Usually when performing inverse Laplace transforms, I decompose the function into partial fractions, and then look up standard transforms in a table. For example:
$$Y(s) = L^{-1}\left\{\frac{5}{s^2+3s+2}\right\} = L^{-1}\left\{\frac{5}{(s+1)(s+2)}\right\} = L^{-1}\left\{\frac{A}{s+1} + \frac{B}{s+2}\right\} $$
To find $A$ and $B$:
$$5=A(s+2)+B(s+1)$$
$$\text{let s=-2}\:\:\:\:\:\:5=B(-2+1)$$
$$B=-5$$
$$\text{from observation}\:\:\:\:\:\:A=5$$
So my original function can be written as:
$$Y(s) = 5L^{-1}\left\{\frac{1}{s+1}\right\} – 5L^{-1}\left\{\frac{1}{s+2}\right\} $$
Looking up in a table of standard transforms it can be seen:
$$y(t) = 5(e^{-1t}+e^{-2t})$$
But how do you decompose a function into partial fractions when the denominator cannot be factored?
For example the function:
$$Y(s) = L^{-1}\left\{\frac{60+12s}{s^2 + 10s + 50}\right\}$$
Wolfram alpha gives the answer as:
$$12e^{-5t}cos(5t)$$
So I need to write the function like this:
$$\frac{60+12s}{s^2 + 10s + 50} => A\frac{1}{s-a} * B\frac{s}{s^2 + b^2}$$
But how do I find $a$, $b$, $A$, and $B$?

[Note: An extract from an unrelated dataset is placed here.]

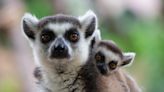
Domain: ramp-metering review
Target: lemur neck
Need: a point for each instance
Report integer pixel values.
(67, 78)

Also, without being given the answer how am I supposed to know the form of the final answer?
So if I didn't know the form of the final answer what would be the best strategy to decompose the function?
Best Answer
If the denominator is a quadratic, you should find suitable entries in any standard Laplace table: $$L^{-1}\left\{\frac{a}{s^2+a^2}\right\}=\sin at\ ,\quad L^{-1}\left\{\frac{s}{s^2+a^2}\right\}=\cos at\ .$$ You can convert your example into this form by completing the square, $$L^{-1}\left\{\frac{60+12s}{s^2 + 10s + 50}\right\} =L^{-1}\left\{\frac{12(s+5)}{(s+5)^2+25}\right\}$$ and using the "shifting on the $s$-axis" rule, $$L^{-1}\bigl(F(s+a)\bigr)=e^{-at}f(t)$$ where $f(t)=L^{-1}(F(s))$.
See if you can take it from here.
Note: I have assumed that $60s+12s$ was a typo for $60+12s$.
In the last part of your question it looks as if you are assuming that $L(fg)=L(f)L(g)$. This is definitely not true!!!